PROPECIA is a 5-alpha reductase inhibitor that works by Finasteride is a competitive and specific inhibitor of type II 5α-reductase, an intracellular enzyme that converts testosterone to dihydrotestosterone (DHT). By inhibiting 5α-reductase, finasteride reduces serum and intraprostatic DHT levels, decreasing androgenic stimulation of the prostate. In hair follicles, reduction of DHT levels slows hair loss and promotes hair regrowth.. ATMEKSI is a PDE5 Inhibitor that works by ATMEKSI (atazanavir/cobicistat) is a fixed-dose combination of atazanavir, an HIV-1 protease inhibitor that inhibits viral protease, preventing cleavage of viral polyproteins and resulting in immature non-infectious virions, and cobicistat, a pharmacokinetic enhancer that inhibits CYP3A, increasing atazanavir exposure.. They differ in pharmacokinetic profiles, FDA-approved indications, and side effect profiles.
Potency comparisons between PROPECIA and ATMEKSI depend on the specific clinical indication. These are agents from distinct pharmacological classes and are not directly interchangeable by dose. A physician or clinical pharmacist should guide any therapeutic switching decisions.

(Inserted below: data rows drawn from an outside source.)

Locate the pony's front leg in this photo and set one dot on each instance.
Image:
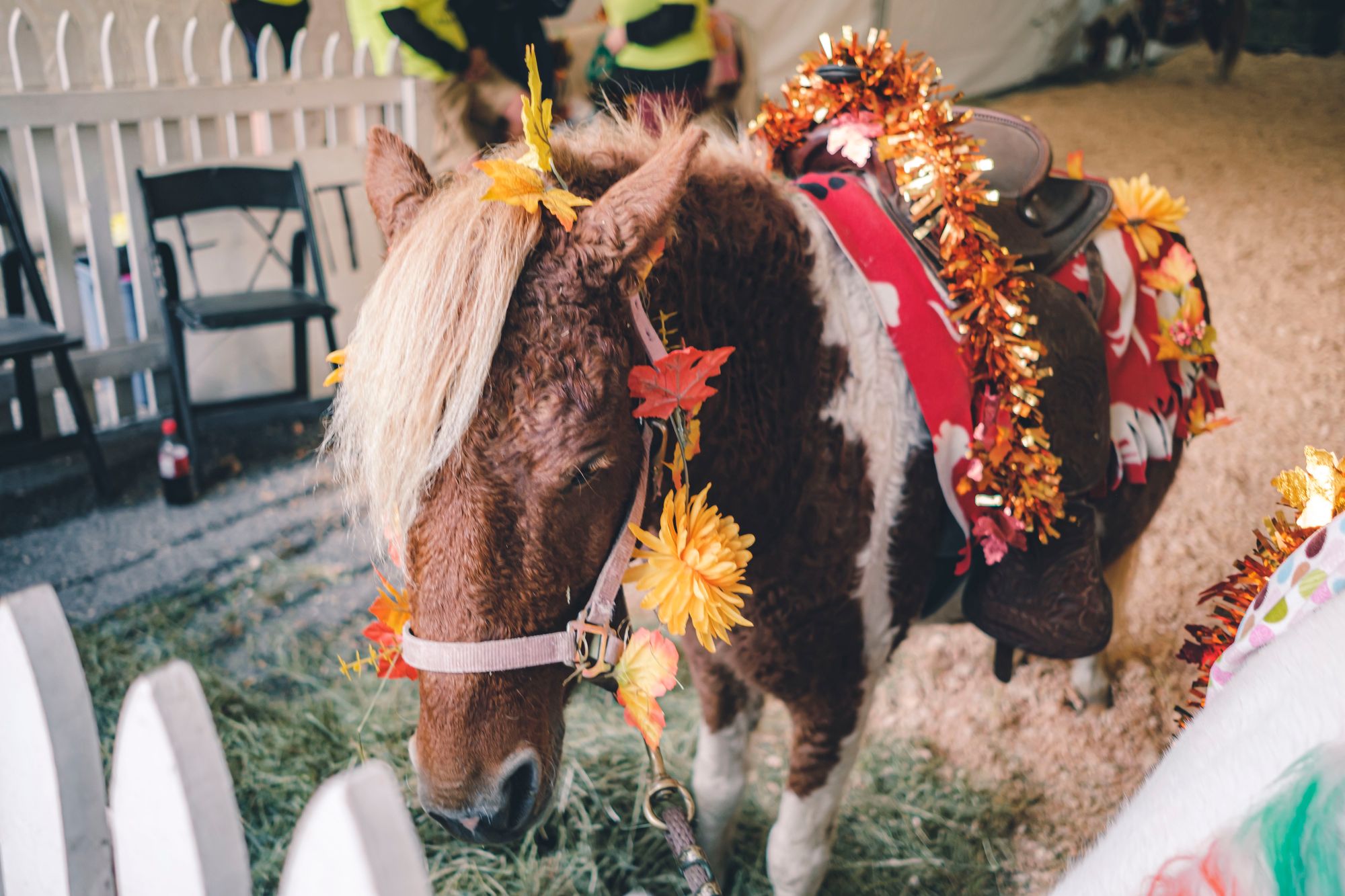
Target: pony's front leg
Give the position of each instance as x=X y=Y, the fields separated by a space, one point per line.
x=730 y=712
x=1091 y=676
x=827 y=741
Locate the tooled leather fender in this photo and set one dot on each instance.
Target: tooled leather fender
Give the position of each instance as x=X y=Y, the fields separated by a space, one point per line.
x=1075 y=401
x=1051 y=600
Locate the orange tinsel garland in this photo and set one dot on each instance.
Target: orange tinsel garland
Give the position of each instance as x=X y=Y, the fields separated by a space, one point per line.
x=1234 y=596
x=939 y=173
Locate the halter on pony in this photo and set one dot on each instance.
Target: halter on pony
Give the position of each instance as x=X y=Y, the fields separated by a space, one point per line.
x=572 y=646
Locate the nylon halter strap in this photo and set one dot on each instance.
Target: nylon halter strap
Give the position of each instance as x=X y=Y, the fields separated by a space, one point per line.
x=588 y=643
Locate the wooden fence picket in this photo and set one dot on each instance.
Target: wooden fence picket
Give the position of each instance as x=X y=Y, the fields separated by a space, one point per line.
x=176 y=822
x=162 y=92
x=54 y=837
x=357 y=838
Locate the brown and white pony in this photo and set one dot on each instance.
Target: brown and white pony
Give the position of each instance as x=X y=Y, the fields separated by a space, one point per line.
x=486 y=423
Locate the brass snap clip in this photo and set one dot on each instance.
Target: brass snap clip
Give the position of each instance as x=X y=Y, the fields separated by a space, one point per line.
x=661 y=784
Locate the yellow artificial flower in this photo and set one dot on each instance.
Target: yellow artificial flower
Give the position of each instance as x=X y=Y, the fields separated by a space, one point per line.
x=646 y=670
x=537 y=120
x=1319 y=491
x=1141 y=209
x=340 y=373
x=693 y=569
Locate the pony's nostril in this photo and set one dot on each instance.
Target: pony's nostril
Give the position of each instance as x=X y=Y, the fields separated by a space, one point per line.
x=520 y=791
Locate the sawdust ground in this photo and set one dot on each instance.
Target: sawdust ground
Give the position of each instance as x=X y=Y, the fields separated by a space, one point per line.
x=1262 y=165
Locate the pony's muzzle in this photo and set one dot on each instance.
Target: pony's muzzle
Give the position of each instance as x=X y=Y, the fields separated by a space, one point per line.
x=502 y=813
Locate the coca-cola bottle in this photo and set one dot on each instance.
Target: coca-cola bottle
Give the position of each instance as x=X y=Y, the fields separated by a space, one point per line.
x=174 y=466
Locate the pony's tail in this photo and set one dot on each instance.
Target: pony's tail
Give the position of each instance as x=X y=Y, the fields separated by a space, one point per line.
x=1293 y=844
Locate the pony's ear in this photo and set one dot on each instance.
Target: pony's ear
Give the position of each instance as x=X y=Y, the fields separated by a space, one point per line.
x=396 y=181
x=636 y=210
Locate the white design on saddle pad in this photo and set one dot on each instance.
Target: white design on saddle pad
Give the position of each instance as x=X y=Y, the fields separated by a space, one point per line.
x=1308 y=579
x=890 y=303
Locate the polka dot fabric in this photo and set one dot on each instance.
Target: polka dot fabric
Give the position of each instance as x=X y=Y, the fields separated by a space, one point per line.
x=1308 y=579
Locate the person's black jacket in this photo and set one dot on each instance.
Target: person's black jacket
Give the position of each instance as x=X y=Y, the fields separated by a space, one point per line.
x=505 y=28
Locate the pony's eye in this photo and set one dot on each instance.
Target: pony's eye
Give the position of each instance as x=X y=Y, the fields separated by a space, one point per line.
x=586 y=473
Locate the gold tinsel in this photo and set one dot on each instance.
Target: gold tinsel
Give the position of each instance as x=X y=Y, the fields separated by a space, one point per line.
x=939 y=171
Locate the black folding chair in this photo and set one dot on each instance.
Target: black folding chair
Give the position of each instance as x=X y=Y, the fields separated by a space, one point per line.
x=22 y=338
x=247 y=190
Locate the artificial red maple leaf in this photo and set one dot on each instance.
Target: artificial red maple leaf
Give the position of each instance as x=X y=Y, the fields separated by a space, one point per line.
x=391 y=665
x=676 y=381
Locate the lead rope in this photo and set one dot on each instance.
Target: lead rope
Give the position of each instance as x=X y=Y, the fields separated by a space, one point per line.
x=676 y=823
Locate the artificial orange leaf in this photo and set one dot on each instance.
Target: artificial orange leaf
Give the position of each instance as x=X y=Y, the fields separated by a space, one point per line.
x=388 y=661
x=537 y=119
x=1319 y=491
x=1075 y=165
x=563 y=205
x=391 y=607
x=650 y=259
x=676 y=381
x=523 y=186
x=1176 y=271
x=513 y=184
x=646 y=670
x=336 y=358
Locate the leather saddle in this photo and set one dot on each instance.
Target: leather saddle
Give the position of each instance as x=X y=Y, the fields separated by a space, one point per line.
x=1051 y=599
x=1040 y=217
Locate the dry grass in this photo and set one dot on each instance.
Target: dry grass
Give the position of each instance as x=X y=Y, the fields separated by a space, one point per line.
x=966 y=786
x=287 y=721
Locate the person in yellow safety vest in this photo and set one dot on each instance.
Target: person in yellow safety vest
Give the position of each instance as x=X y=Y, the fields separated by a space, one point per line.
x=664 y=53
x=473 y=100
x=286 y=17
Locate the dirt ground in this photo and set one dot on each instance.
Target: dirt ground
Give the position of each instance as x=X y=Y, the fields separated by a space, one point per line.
x=1262 y=165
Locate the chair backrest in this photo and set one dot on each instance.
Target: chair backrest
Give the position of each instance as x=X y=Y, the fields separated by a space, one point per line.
x=184 y=193
x=20 y=257
x=178 y=194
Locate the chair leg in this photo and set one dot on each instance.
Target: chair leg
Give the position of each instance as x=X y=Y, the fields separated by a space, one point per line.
x=181 y=392
x=26 y=385
x=302 y=358
x=93 y=451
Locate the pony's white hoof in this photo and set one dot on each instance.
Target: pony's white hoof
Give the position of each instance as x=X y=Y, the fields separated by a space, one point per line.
x=796 y=864
x=1090 y=680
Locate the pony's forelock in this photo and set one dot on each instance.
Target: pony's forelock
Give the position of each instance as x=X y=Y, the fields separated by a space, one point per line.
x=427 y=333
x=422 y=349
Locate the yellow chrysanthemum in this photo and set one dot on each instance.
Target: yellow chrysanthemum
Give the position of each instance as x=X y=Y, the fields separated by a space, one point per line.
x=693 y=568
x=1141 y=209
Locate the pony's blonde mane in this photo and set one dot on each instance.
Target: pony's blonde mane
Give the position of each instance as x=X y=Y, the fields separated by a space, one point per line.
x=427 y=333
x=418 y=361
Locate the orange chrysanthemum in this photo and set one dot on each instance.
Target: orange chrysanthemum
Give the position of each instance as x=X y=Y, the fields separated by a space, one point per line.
x=1143 y=210
x=646 y=670
x=693 y=568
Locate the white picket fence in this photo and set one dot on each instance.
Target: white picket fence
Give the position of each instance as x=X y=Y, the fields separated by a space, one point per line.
x=169 y=822
x=87 y=100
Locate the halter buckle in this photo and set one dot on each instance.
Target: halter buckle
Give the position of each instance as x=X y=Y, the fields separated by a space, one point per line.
x=588 y=662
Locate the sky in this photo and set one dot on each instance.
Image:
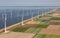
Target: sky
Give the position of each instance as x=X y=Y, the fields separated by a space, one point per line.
x=29 y=2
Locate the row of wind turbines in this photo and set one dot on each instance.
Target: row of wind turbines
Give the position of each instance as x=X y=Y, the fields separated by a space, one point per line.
x=5 y=18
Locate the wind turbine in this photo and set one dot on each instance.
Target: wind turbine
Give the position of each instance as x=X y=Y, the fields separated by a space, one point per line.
x=32 y=14
x=38 y=13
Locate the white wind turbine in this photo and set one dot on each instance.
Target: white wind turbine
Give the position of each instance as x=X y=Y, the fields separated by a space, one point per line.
x=32 y=15
x=5 y=19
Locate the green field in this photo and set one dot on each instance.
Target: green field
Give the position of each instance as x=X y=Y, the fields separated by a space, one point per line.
x=46 y=36
x=36 y=29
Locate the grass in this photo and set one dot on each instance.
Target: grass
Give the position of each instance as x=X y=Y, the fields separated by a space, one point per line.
x=19 y=29
x=46 y=36
x=48 y=15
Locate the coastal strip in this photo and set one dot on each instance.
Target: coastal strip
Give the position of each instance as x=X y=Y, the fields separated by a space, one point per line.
x=11 y=26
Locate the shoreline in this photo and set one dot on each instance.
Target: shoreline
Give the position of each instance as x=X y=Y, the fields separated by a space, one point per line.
x=11 y=26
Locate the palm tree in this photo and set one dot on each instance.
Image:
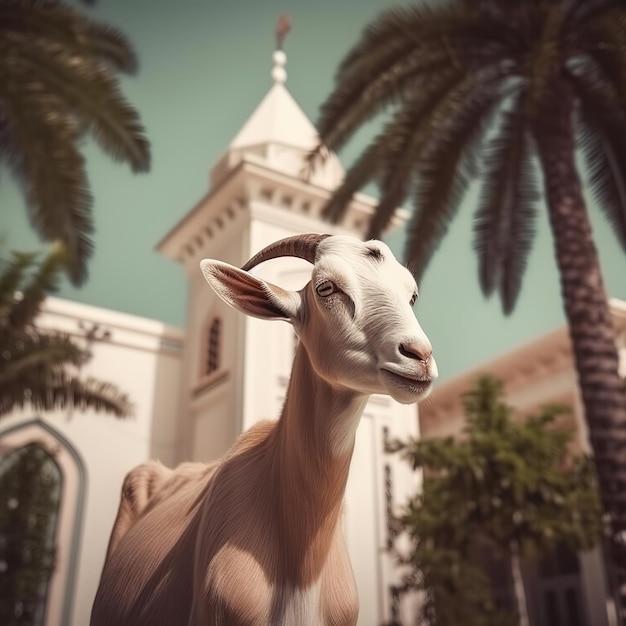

The standard adult dose of PROPECIA is: 1 mg orally once daily. The standard adult dose of ATMEKSI is: 1.5 mg/kg IV every 4 weeks. Dosing should always be individualized based on indication, renal and hepatic function, age, and other patient factors.
No direct drug-drug interaction has been formally documented between PROPECIA and ATMEKSI in current clinical databases. However, individual patient risk factors including other medications, organ function, and comorbidities should always be evaluated by a qualified healthcare provider.
The maternal-fetal safety profiles differ. PROPECIA is classified as Category C. Contraindicated in females of childbearing potential. Finasteride inhibits conversion of testosterone to DHT, and risk of hypospadias in male fetuses if exposure occurs during gest. ATMEKSI is classified as Category C. First trimester: Limited human data; animal studies show no teratogenicity at therapeutic doses. Second and third trimesters: No known fetal risks. Avoid use during organogenesis u. Always consult a maternal-fetal medicine specialist before taking either drug during pregnancy or lactation.